Lui è feroce e può inghiottirmi affamato com’è. Che ne sarebbe di lui se mi sbrana? Mi vergogno di quel mostro, da quando sono diventata il suo guardiano? Quali sono i suoi lineamenti? E’ davvero così orribile?
Torno indietro nel tempo: da bambina non ricordo di essere stata schiava di questo legame. Torno allora al periodo delle medie, alle prese in giro dei miei compagni, alla morte di mio padre e a tutto ciò che ne è derivato, al mio essere più piccola di un anno rispetto agli altri componenti della mia classe, al mio sentirmi diversa, insignificante, brutta.
Ricordo i primi anni delle superiori, quando mangiavo senza sosta patatine, cioccolato, panini, pop corn; insensibile al peso che saliva, silenziosa di fronte alle parole del chirurgo che mi operò di appendice e mi sgridò dicendomi che ero un po’ soprappeso a causa della mia alimentazione irregolare.
Coltivavo dentro di me un profondo rancore verso me stessa, sostituivo parti di me e della mia storia con racconti frutto della mia fantasia: avevo due genitori, ero felice e serena.
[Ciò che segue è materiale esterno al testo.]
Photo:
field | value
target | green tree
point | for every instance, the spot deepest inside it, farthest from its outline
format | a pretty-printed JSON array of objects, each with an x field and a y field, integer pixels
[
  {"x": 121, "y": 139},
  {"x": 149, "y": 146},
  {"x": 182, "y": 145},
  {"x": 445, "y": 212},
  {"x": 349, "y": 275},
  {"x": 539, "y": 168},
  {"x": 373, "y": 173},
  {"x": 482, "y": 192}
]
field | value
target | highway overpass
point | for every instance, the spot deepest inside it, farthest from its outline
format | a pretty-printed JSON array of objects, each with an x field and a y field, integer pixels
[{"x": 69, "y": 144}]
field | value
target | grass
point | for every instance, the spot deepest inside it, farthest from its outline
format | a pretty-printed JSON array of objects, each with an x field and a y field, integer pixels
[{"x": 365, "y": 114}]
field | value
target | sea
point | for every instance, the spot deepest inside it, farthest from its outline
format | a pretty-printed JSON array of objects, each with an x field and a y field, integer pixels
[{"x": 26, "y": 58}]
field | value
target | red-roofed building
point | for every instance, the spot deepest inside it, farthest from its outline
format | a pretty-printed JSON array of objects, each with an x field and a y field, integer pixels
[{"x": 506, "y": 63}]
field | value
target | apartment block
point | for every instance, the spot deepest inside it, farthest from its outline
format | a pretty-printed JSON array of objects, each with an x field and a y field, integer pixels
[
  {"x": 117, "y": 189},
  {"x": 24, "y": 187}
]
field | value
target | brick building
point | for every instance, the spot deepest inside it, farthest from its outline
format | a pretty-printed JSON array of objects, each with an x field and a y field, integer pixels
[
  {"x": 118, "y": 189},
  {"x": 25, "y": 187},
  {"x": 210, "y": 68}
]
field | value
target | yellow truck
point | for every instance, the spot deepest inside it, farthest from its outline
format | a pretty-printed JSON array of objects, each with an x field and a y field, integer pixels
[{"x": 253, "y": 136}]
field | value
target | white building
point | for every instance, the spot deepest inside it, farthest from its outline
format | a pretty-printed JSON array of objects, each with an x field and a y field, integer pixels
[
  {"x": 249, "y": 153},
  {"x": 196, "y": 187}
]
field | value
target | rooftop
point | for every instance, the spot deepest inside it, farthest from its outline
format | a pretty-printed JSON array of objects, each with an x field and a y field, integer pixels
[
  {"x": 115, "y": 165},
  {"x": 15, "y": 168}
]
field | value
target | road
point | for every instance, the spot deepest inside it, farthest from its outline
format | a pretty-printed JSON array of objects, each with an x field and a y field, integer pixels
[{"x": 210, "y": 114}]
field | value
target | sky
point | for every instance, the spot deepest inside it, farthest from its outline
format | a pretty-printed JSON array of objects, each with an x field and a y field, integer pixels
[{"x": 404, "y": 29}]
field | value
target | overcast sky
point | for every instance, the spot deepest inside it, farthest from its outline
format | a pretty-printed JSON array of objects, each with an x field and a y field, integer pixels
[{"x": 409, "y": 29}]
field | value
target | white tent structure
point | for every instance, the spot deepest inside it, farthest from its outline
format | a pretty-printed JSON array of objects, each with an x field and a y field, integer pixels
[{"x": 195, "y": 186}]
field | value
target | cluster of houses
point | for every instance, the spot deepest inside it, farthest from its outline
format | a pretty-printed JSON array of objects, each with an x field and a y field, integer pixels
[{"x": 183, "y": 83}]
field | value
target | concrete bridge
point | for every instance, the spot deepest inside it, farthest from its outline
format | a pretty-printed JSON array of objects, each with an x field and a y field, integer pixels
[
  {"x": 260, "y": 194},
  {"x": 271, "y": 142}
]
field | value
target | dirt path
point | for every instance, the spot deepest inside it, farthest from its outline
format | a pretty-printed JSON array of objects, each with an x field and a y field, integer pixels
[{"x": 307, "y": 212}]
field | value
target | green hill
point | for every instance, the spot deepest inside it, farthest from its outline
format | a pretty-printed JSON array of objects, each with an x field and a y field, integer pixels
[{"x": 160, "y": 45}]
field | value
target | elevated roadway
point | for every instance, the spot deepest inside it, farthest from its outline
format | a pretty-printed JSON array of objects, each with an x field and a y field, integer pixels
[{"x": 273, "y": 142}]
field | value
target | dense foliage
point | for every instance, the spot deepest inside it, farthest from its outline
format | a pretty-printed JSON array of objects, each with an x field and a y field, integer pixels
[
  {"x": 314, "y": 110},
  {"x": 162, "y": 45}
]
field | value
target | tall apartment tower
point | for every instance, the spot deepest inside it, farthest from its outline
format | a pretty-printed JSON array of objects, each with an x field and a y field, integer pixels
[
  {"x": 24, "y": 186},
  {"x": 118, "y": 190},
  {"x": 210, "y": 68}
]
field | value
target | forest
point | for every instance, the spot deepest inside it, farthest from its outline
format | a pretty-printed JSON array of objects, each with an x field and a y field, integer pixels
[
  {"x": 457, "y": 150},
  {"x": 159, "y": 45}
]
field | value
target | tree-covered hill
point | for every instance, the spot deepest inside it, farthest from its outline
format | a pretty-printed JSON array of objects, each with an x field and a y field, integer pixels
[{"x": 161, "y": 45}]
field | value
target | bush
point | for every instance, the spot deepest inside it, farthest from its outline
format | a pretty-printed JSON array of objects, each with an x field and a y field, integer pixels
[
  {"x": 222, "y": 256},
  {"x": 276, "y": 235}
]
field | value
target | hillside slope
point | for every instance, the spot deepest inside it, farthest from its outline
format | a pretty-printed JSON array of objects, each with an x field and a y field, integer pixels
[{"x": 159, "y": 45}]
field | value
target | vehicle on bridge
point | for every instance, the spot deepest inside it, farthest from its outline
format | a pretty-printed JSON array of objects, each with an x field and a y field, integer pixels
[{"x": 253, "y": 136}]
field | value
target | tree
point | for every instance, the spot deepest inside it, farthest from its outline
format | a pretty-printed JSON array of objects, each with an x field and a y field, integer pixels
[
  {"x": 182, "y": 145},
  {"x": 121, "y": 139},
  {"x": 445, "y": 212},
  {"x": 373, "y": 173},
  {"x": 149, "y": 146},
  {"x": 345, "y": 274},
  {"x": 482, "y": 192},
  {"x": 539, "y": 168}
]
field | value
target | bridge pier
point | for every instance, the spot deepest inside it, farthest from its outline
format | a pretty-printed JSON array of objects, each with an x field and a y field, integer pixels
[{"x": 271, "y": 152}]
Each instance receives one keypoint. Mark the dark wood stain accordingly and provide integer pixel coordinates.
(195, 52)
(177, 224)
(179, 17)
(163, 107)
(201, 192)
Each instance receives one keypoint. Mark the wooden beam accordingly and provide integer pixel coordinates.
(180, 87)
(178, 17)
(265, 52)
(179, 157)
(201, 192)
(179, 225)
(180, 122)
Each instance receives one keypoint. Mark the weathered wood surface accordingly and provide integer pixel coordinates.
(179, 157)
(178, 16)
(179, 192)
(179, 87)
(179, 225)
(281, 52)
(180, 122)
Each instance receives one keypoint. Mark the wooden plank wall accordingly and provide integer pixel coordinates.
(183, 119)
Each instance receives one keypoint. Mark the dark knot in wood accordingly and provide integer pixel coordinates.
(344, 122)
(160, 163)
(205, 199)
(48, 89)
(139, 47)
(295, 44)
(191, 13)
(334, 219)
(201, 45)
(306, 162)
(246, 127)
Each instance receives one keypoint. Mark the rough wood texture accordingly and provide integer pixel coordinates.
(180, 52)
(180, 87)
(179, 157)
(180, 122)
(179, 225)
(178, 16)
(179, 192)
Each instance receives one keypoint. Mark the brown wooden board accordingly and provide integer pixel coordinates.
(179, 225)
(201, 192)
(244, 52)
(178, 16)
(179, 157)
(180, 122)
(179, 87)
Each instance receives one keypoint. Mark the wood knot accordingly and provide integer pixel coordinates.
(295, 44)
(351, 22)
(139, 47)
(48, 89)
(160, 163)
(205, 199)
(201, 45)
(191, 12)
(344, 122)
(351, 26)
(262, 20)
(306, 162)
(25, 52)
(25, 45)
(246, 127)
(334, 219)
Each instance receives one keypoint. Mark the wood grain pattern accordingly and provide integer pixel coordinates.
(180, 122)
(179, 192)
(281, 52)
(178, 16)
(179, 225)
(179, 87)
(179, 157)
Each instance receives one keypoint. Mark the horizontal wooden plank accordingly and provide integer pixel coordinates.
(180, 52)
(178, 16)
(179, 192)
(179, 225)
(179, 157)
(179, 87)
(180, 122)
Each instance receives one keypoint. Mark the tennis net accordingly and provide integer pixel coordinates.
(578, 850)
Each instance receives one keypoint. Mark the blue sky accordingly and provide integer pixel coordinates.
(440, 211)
Ricominciai danza; poi un giorno guardandomi allo specchio, lo vidi per la prima volta: il mostro. Era dentro di me, l’opera di ripulirmi da ciò che non volevo essere non aveva funzionato, mi ritrovavo invasa dai miei rifiuti, da me orfana, da me piccola, da me brutta, da me insignificante. Da lì cominciai a mangiare sempre meno, riuscii a portare il mostro in una caverna ed è da allora che lo controllo.